Phoenix-based distributor Avnet Inc. is planning US$40 million in cuts after reporting a sharp 41.6 per cent drop in GAAP net income for the third quarter of its 2013 fiscal year, ending March 30.
Avnet reported GAAP net income of US$86.2 million on the quarter, down from US$147.6 million the same quarter one year ago. Its GAAP operating income was US$167.6 million, down 22.7 per cent from the US$216.8 million reported one year ago. Sales for the quarter were described as “relatively flat” at US$6.3 billion, with a gross profit margin of 12.0 per cent.

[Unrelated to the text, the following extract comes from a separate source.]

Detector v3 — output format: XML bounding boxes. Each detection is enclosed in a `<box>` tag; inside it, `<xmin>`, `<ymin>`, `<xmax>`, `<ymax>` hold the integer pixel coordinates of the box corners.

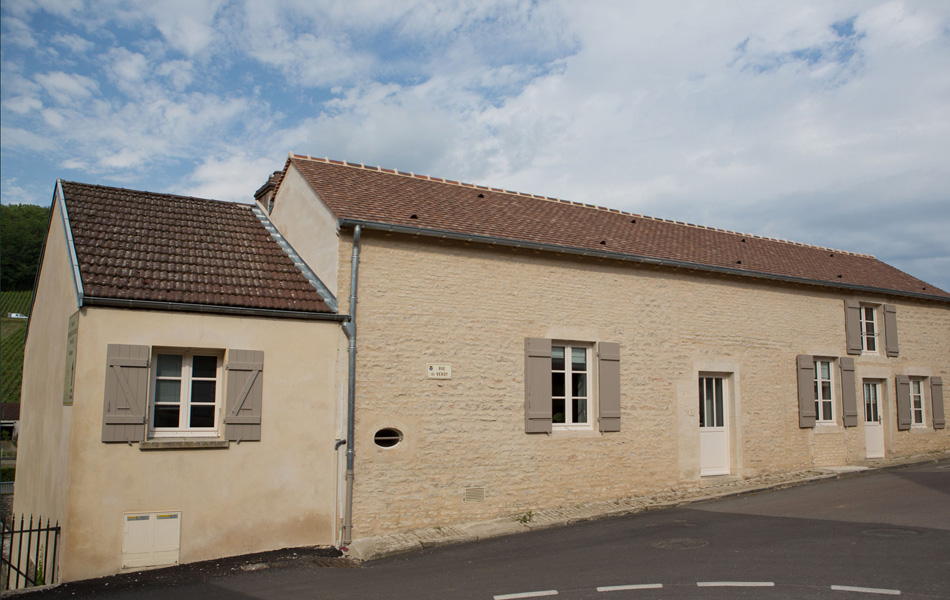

In a statement, Avnet CEO Rich Hamada said both top and bottom line results met Avnet’s expectations and were generally in line with normal seasonal patterns, particularly during an ongoing uneven economic recovery. In the western regions though, he said Avnet experienced year-over-year organic revenue declines, causing adjusted operating income margin to decline 65 basis points year over year.
“As a result, we are continuing to drive actions for margin improvement including new annualized cost reductions of approximately US$40 million that are expected to be completed by the end of our fourth fiscal quarter. This will now bring our cumulative cost reductions in fiscal 2013 to approximately $140 million,” said Hamada.
The statement did not indicate where the cuts could occur, or what form they could take. Avnet has a subsidiary in Canada, and has found success in Canada as an early adoptee of solution selling and the value-added distribution model.
“We remain positioned to leverage future growth into higher margins and returns, and are committed to drive continued progress toward our long-term goals across our portfolio no matter what course the recovery takes,” said Hamada.